The guidance is part of Mr Khan’s plans to make London a zero-carbon city within the next ten years and offers practical advice on how to do it.
He said: “I’m committed to delivering a brighter future for London – one that’s greener, fairer and more prosperous for everyone.”
Mr Khan said it was vital London adapted to the impacts of a changing climate, including the increased risk of flooding and overheating.
The guidance requires developers to monitor and report the operational energy performance of major developments for at least five years post-construction. The mayor sees this as a critical step in moving to net zero-carbon buildings.
They must also calculate their urban greening score with initiatives such as green roofs, rain gardens and flower-rich gardens gaining higher points for being a big benefit for the natural environment.
The guidance also offers advice for London councils in setting their targets which are particularly aimed at boroughs deficient of green spaces and features.
Making room for sustainable transport is key
Fostering sustainable transport for new developments also forms part of the guidance. The mayor wants to see space devoted to new walking routes and cycle networks.

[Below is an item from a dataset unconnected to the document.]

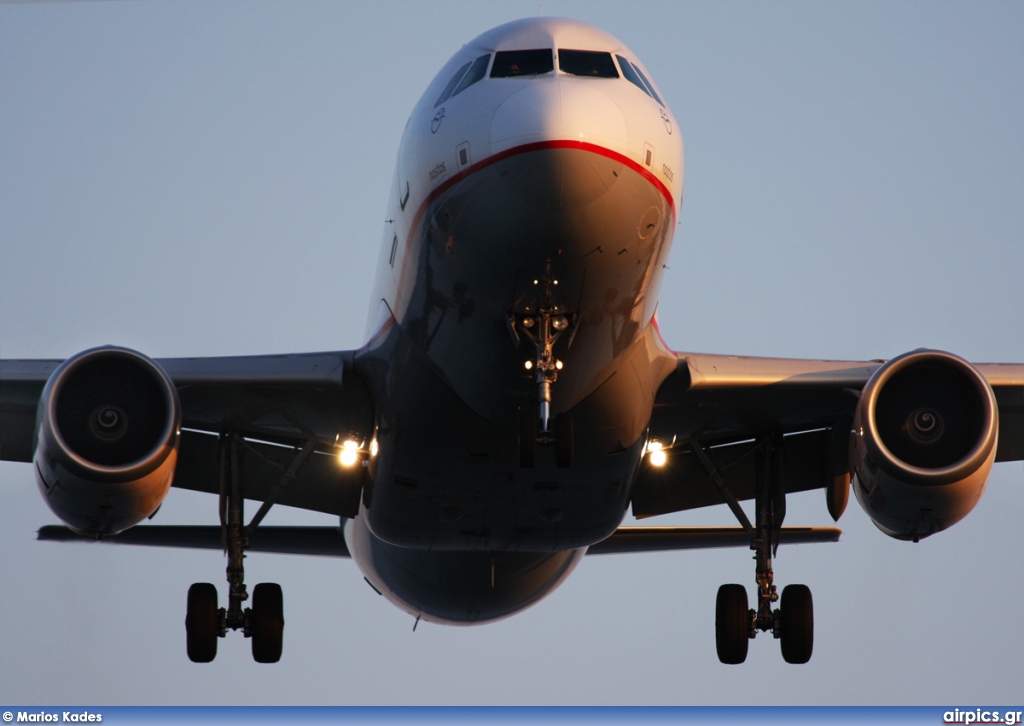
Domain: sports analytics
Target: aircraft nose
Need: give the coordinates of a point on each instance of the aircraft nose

Enough room for public transport infrastructure such as bus garages, rail depots and tram stops is also required.
The sustainable transport, walking and cycling London plan guidance offers developers and boroughs advice about how to achieve this when proposing new schemes and drawing up local plans.

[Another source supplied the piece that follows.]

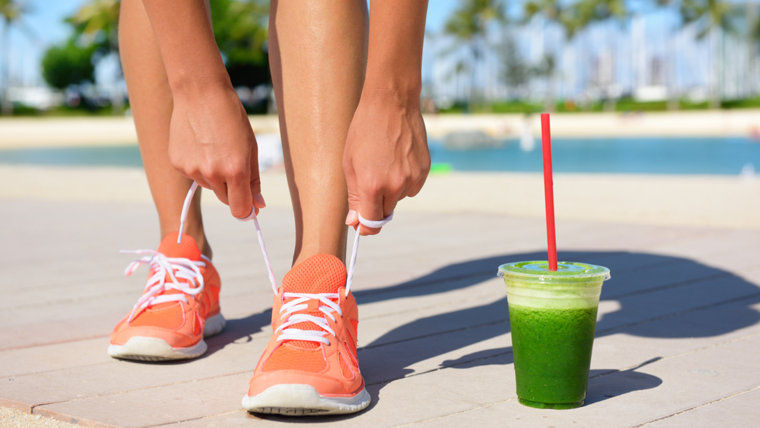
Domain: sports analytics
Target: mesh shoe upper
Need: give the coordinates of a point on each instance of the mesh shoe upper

Brokers Hank Zarihs Associates said development finance lenders were keen to fund proposed London projects with strong green credentials.
The Greater London Authority, GLA, has halved its projected housing starts on its own land over the next two years due to construction market ‘turbulence’.
Its latest housing delivery report projects 3,500 starts on land owned by its bodies in 2021-22 and 2022-23, down from the 7,311 forecast in its March report.
Mr Khan has commissioned an independent review led by Lord Bob Kerslake to see how the GLA can improve and streamline housing development. The review’s final report is expected in early 2022.